NOT use if: liver disease, G6PD deficiency
Toxicity
● high doses → CV effects (HTN and ECG abnormalities)
● Over 5 g can be lethal.
● Contraindicated in liver disease and G6PDH deficiency.
Primaquine
MOA
● Oxidative damage, gametocidal
Use
● latent tissue schizonts (chronic P. vivax and P. ovale)

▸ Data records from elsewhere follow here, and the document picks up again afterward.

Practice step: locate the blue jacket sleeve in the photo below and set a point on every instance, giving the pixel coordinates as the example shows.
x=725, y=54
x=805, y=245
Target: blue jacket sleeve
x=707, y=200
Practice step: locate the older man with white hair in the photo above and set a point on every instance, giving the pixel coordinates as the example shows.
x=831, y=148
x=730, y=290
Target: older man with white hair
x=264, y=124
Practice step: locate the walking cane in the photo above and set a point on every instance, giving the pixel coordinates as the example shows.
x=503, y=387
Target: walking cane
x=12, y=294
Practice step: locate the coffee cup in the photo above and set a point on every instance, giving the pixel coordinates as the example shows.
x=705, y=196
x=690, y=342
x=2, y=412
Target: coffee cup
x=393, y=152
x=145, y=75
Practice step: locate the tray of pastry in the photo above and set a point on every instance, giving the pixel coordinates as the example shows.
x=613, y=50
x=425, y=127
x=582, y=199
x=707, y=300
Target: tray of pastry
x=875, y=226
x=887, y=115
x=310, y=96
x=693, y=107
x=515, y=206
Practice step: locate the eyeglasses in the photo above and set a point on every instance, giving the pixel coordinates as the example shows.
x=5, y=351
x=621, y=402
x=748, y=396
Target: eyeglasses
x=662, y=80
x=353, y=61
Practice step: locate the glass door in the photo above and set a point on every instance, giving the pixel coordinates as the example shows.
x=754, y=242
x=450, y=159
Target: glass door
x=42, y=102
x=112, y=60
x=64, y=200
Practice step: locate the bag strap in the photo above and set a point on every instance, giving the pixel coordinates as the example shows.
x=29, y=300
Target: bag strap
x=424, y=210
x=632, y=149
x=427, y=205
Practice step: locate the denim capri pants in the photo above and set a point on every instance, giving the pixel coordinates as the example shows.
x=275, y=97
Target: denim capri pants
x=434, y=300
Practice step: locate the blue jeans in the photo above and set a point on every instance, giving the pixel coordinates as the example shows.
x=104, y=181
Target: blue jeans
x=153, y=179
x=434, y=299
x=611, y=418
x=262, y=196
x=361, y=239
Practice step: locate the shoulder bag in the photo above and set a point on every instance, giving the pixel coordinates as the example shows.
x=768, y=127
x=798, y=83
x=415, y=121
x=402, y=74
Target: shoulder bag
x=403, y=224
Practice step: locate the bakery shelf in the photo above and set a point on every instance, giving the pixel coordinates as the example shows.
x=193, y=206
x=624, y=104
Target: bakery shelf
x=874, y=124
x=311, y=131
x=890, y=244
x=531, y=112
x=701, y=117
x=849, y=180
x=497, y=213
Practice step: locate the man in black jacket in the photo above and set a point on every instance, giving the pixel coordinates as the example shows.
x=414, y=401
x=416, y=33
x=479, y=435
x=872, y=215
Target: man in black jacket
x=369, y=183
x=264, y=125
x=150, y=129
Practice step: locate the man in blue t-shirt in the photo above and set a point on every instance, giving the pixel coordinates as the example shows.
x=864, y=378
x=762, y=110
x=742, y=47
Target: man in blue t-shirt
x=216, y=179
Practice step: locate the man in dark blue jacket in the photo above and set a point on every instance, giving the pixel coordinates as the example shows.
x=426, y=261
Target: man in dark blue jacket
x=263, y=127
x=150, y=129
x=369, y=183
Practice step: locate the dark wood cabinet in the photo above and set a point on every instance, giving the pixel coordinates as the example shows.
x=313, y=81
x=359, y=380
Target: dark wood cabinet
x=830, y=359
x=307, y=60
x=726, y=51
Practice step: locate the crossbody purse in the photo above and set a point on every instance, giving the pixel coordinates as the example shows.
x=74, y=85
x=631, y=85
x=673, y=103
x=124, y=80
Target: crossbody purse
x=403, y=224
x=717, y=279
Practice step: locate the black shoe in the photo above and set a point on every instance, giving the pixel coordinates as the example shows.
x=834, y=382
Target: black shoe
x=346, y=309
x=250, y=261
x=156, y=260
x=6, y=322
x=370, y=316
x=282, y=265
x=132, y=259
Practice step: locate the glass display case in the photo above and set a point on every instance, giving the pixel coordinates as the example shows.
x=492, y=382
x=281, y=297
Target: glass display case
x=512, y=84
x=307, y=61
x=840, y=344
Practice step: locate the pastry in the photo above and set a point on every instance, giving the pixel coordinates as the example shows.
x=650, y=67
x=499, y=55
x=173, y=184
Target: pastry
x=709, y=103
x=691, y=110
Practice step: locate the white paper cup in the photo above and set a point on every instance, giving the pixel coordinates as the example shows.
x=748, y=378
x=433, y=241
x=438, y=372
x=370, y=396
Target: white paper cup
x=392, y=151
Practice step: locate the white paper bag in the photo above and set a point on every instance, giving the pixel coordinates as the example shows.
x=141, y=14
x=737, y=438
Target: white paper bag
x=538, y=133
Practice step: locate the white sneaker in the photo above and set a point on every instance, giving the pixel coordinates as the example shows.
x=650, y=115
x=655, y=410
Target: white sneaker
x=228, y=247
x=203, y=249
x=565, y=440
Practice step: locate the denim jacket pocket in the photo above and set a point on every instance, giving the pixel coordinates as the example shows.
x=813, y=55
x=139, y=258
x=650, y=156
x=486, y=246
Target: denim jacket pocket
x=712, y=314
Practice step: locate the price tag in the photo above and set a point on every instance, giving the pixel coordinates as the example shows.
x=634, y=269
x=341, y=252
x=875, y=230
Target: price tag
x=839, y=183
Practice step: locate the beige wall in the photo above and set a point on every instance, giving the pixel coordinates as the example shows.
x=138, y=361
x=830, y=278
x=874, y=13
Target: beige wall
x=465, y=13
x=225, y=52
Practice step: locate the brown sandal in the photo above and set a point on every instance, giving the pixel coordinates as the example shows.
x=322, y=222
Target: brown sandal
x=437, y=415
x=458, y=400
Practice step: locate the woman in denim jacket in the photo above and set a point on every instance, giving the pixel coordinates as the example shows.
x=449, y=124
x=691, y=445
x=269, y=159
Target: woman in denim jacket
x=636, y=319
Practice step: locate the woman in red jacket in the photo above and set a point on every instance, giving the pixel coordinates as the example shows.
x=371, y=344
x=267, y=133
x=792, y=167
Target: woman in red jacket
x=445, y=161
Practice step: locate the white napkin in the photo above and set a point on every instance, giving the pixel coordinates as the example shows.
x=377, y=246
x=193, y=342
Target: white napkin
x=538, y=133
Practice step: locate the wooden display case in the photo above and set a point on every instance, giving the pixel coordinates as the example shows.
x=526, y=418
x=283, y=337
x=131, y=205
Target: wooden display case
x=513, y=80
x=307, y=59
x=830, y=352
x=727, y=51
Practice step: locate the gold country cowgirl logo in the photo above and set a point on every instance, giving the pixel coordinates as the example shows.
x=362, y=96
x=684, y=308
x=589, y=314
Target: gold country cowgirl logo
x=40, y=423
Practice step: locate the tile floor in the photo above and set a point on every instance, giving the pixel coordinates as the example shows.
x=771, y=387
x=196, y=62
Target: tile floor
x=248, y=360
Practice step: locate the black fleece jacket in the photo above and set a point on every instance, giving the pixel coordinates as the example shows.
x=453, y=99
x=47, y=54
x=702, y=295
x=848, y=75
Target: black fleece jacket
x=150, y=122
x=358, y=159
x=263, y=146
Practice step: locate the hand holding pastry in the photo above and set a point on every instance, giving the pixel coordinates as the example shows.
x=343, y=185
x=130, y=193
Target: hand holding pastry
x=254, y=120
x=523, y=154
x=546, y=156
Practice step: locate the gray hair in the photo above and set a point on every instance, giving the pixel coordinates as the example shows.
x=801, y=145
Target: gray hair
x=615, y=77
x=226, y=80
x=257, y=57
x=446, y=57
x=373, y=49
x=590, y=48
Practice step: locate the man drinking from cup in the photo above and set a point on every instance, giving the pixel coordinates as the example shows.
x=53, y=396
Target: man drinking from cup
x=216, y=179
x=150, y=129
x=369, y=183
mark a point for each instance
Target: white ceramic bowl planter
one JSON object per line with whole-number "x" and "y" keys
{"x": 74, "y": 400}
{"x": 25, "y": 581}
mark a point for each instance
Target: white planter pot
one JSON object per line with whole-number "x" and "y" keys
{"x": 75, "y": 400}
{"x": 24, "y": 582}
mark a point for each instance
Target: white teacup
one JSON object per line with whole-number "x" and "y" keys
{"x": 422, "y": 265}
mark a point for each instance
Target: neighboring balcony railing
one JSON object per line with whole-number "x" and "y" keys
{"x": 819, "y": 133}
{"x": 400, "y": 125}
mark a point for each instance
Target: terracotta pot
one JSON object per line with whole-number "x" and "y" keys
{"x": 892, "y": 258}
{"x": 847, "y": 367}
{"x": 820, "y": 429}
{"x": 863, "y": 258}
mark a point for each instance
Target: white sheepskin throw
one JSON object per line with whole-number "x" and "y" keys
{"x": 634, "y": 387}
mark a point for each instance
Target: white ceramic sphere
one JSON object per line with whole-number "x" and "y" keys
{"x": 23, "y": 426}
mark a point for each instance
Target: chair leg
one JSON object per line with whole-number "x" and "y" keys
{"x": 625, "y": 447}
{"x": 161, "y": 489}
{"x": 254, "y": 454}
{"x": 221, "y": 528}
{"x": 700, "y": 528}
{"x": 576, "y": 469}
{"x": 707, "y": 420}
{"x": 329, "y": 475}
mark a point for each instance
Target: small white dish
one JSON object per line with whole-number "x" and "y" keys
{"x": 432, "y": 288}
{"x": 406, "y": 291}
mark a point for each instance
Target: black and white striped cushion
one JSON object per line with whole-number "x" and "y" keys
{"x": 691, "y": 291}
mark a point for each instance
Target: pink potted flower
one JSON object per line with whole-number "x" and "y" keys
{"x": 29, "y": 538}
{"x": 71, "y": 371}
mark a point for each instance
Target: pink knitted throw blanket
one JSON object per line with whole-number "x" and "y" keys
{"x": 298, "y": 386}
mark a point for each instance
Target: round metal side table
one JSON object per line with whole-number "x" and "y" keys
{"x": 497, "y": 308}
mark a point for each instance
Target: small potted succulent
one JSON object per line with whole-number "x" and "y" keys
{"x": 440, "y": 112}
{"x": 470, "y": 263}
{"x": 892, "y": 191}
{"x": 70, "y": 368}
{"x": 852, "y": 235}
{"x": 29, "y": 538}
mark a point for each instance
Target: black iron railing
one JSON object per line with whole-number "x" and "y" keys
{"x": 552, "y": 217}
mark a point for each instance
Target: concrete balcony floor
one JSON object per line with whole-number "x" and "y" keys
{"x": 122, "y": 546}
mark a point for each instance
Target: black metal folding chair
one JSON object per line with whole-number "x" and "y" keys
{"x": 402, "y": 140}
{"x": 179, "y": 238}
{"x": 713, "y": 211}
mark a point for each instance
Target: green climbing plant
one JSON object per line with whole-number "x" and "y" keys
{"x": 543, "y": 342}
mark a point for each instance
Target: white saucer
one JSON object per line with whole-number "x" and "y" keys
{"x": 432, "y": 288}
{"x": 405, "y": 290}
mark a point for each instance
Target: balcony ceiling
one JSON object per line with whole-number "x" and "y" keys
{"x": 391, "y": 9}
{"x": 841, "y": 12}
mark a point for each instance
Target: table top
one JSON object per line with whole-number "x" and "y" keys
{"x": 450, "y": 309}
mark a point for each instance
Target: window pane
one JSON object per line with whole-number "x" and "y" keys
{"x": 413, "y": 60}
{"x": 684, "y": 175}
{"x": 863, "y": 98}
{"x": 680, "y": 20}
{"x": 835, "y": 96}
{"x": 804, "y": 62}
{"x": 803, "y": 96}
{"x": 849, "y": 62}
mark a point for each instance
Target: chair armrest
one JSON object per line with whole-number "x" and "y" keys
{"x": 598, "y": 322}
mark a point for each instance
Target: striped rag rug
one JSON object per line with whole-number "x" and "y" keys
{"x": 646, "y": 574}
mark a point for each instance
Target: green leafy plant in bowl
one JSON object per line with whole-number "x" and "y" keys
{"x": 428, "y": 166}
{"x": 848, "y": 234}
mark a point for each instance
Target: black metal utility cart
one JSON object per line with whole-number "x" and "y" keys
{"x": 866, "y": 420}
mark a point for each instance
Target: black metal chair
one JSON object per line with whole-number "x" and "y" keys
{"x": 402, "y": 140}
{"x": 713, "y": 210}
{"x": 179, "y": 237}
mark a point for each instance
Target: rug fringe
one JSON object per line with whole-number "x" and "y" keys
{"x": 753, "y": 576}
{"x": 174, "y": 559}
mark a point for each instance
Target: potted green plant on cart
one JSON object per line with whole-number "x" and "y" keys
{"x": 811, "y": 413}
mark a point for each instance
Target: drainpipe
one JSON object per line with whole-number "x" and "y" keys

NOT use if: G6PD deficiency, pregnant and breastfeeding women
Toxicity
● Methemoglobinemia
Mefloquine
MOA
● concentrated in food vacuoles, raises pH, and causes swelling, but it does not inhibit heme polymerization
● May form toxic complexes with heme
Use
● DOC: prophylaxis in regions of chloroquine resistance
● Given once weekly
● Treatment of chloroquine resistant malaria.
Toxicity
● Well tolerated, more SE when used as treatment
● Mild: nausea, dizziness, nightmares, fatigue, and lassitude
● Rare: Seizures and acute psychosis (contraindicated in those with psychiatric history)
● Decreases efficacy of oral typhoid vaccine
● Not approved for pregnant women
Chloroguanide
MOA
● Inhibits dihydrofolate reductase- thymidylate synthetase
Use
● Prophylaxis of malaria, active against tissue schizonts
● Can also terminate clinical attacks
● Combo with atovaquone = malarone
NOT use if: Pregnant or breastfeeding women, infants
Toxicity
● Very safe at therapeutic dose
Atavoquone
MOA
● Ubiquinone analog; selectively interfering with mitochondrial electron transport
Use
● prophylaxis and treatment of chloroquine-resistant malaria
● Used with chloroguanide = malarone
NOT use if: Pregnant or breastfeeding women, infants
Toxicity
● rash, fever, vomiting, diarrhea, and headache
● vomiting and diarrhea - from inadequate absorption
● 20% Dose-related maculopapular rash - does not become severe with continued therapy.
Artemisinin
(Qinghaosu)
MOA
● endoperoxide bridge or “warhead” is essential for activity
○ form a complex with ferrous non-heme iron
○ → formation of toxic, carbon-centered free radicals and alkylation of macromolecules
Use
● With lumefantrine for CQ-resistant malaria
○ single dose cures 90% of patients within 72 h
● Expensive so reserved for chloroquine-resistant and multidrug-resistant
Toxicity
● No dose-limiting toxicities in humans.